Per un'acqua controllata e sicura, analisi all'avanguardia e pronte in 60 minuti!
La sicurezza dell’acqua potabile non dipende solo dalla presenza di contaminanti nelle acque grezze, ma anche dai residui dei prodotti usati nei trattamenti di disinfezione. Con il mio gruppo di ricerca sviluppiamo protocolli d’analisi innovativi in grado di coadiuvare i gestori del servizio idrico nel monitoraggio dei nuovi inquinanti, introdotti dalla recente Direttiva UE sulle acque potabili.

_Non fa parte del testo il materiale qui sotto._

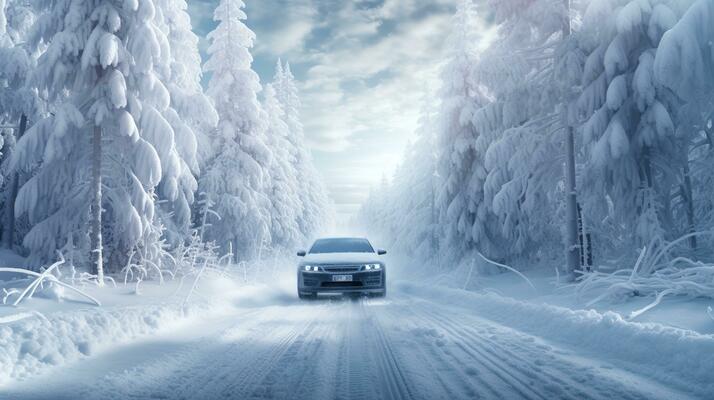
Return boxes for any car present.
[297,237,387,299]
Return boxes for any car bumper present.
[298,270,386,293]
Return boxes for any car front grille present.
[303,279,317,286]
[322,265,362,272]
[362,271,382,286]
[322,281,363,287]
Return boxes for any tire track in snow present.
[376,296,553,400]
[359,299,413,399]
[408,294,688,399]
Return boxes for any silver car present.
[297,237,387,299]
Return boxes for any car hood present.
[301,253,382,264]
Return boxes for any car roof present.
[315,236,369,242]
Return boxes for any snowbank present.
[398,282,714,397]
[0,305,209,384]
[0,276,248,385]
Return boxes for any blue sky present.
[189,0,456,218]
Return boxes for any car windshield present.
[310,238,374,254]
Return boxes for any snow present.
[0,271,714,400]
[0,276,236,386]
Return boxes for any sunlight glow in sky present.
[189,0,457,218]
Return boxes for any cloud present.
[189,0,486,220]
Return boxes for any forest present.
[354,0,714,304]
[0,0,331,284]
[0,0,714,400]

Quando apriamo il rubinetto e riempiamo un bicchiere, l’acqua grezza di partenza (proveniente da un fiume, un bacino o un pozzo) può essere soggetta a contaminazioni chimiche e microbiologiche, che rendono necessari una serie di trattamenti per il loro abbattimento. Ma anche i residui dei prodotti a base cloro usati per la disinfezione batteriologica possono creare problemi sul piano tossicologico. Tra questi sono compresi gli acidi aloacetici, il cui effetto citotossico/cancerogeno, esplicato già a basse concentrazioni, recentemente ha spinto i legislatori a imporre un loro monitoraggio nell’acqua destinata all’uso umano (Dir. 2020/2184/UE sulle acque potabili).
Nonostante la tendenza attuale sia quella di ridurre l’impatto dei trattamenti di disinfezione a base di cloro affiancandoli a trattamenti biologici, la nuova normativa sottolinea come risulti comunque fondamentale monitorare la presenza degli acidi aloacetici lungo tutte le fasi del processo di potabilizzazione, richiedendo pertanto lo sviluppo di metodi analitici estremamente sensibili in grado di quantificare la loro presenza a concentrazioni inferiori alle parti per miliardo.
Per raggiungere tali risultati, il nostro gruppo di ricerca ha proposto di unire l’utilizzo della cromatografia ionica (metodo di elezione per l’identificazione di questi composti) con quello della spettrometria di massa (uno dei metodi di rivelazione più sensibile). L’accoppiamento di queste due tecniche ha permesso di sviluppare e validare un protocollo analitico all’avanguardia per la determinazione degli acidi aloacetici. Questa procedura rispetta caratteristiche che la rendono un metodo analitico competitivo e applicabile in routine: è rapida (il campione di acqua può essere inviato a misura tal quale, senza nessun pretrattamento), sensibile (sono rivelabili bassissime concentrazioni), robusta (non risente dell’eventuale presenza di sostanze organiche e inorganiche naturalmente disciolte e quindi non è pregiudicata dalla variabiltà e dall’origine del campione) e in meno di 60 minuti permette di quantificare i 10 acidi aloacetici più rappresentativi della categoria contestualmente ad altri anioni definiti comuni, cioè già monitorati in modo routinario.
Il metodo, messo a disposizione del gestore del servizio idrico integrato delle acque torinesi (SMAT), è già stato testato con successo all’analisi di campioni prelevati dai loro impianti, dimostrando quindi l’applicabilità ai processi routinari di controllo che la nuova normativa imporrà nel breve futuro.